An argument can be made that the rule enunciated in Clement v. Kaighn, supra, should be followed by virtue of its age, and the concomitant predictability of result. However, when a rule produces an unjust result it cannot be free from reconsideration by a court of equal jurisdiction. There is no long standing reliance by creditors upon the circuity resolution aspects of Clement.2 No mortgagee acts or refrains from acting in expectation that a junior levying judgment creditor will create a windfall. But to the contrary, unsuspecting senior judgment creditors who may be willing to accept the priority of a levying junior judgment creditor are, by illogical though hoary judicial interpretations of the statute, placed behind seemingly subordinate mortgagees. Repetition of injustice does not by the passage of time mandate further injustice. As is illustrated by *50chart C, the Clement rule results in an unwarranted benefit to the mortgagee at the expense of prior unlevying judgment creditors.

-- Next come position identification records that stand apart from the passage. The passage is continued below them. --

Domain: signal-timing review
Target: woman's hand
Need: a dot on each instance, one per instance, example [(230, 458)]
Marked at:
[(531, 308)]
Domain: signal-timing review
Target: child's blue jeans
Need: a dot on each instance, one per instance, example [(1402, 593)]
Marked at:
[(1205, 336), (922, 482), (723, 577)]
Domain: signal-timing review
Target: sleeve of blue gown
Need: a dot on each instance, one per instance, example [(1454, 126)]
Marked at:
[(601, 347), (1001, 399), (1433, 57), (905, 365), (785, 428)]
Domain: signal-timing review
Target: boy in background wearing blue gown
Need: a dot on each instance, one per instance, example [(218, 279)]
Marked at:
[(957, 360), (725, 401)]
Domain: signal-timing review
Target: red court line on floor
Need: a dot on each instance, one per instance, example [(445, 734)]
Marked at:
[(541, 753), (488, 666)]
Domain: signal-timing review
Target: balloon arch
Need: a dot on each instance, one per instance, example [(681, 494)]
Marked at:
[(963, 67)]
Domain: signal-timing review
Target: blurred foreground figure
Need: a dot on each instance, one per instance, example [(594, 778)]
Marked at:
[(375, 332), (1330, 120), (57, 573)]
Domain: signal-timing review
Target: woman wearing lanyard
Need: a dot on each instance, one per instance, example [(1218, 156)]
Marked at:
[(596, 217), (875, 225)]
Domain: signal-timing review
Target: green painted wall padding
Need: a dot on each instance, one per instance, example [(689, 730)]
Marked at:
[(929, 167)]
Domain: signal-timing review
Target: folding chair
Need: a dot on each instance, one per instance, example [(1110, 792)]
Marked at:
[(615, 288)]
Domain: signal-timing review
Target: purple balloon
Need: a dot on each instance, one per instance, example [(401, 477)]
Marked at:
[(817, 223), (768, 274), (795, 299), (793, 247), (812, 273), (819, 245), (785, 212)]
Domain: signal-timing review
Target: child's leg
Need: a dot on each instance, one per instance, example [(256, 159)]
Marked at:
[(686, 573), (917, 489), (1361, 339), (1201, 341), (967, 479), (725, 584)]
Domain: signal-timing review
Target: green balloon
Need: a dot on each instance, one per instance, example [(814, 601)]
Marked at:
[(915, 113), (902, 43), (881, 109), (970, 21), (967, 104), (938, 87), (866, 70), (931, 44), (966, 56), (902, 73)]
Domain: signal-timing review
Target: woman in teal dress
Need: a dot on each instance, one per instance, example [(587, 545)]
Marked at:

The rule applied in this case, however, more equitably follows the seeming statutory purpose. The statutory rule is one of priority of judgments, and the interpretation in this opinion goes no further than to establish such priority, leaving the mortgage unaffected. Accordingly, the order of priority for the various judgments and mortgagees shall be as set forth in charts A and B below, which compare the distributions in the two possibilities of (A) Bartola losing the appeal or (B) Bartola winning the appeal, applying this court’s solution to the circuity problems.
When a decision is rendered in the Bartola appeal, the $3,045.88 shall be awarded either to Bartola on one hand, or Coventry and Johnnie Carson Apparel on the other. All undisputed liens may be paid now from the proceeds of the sale.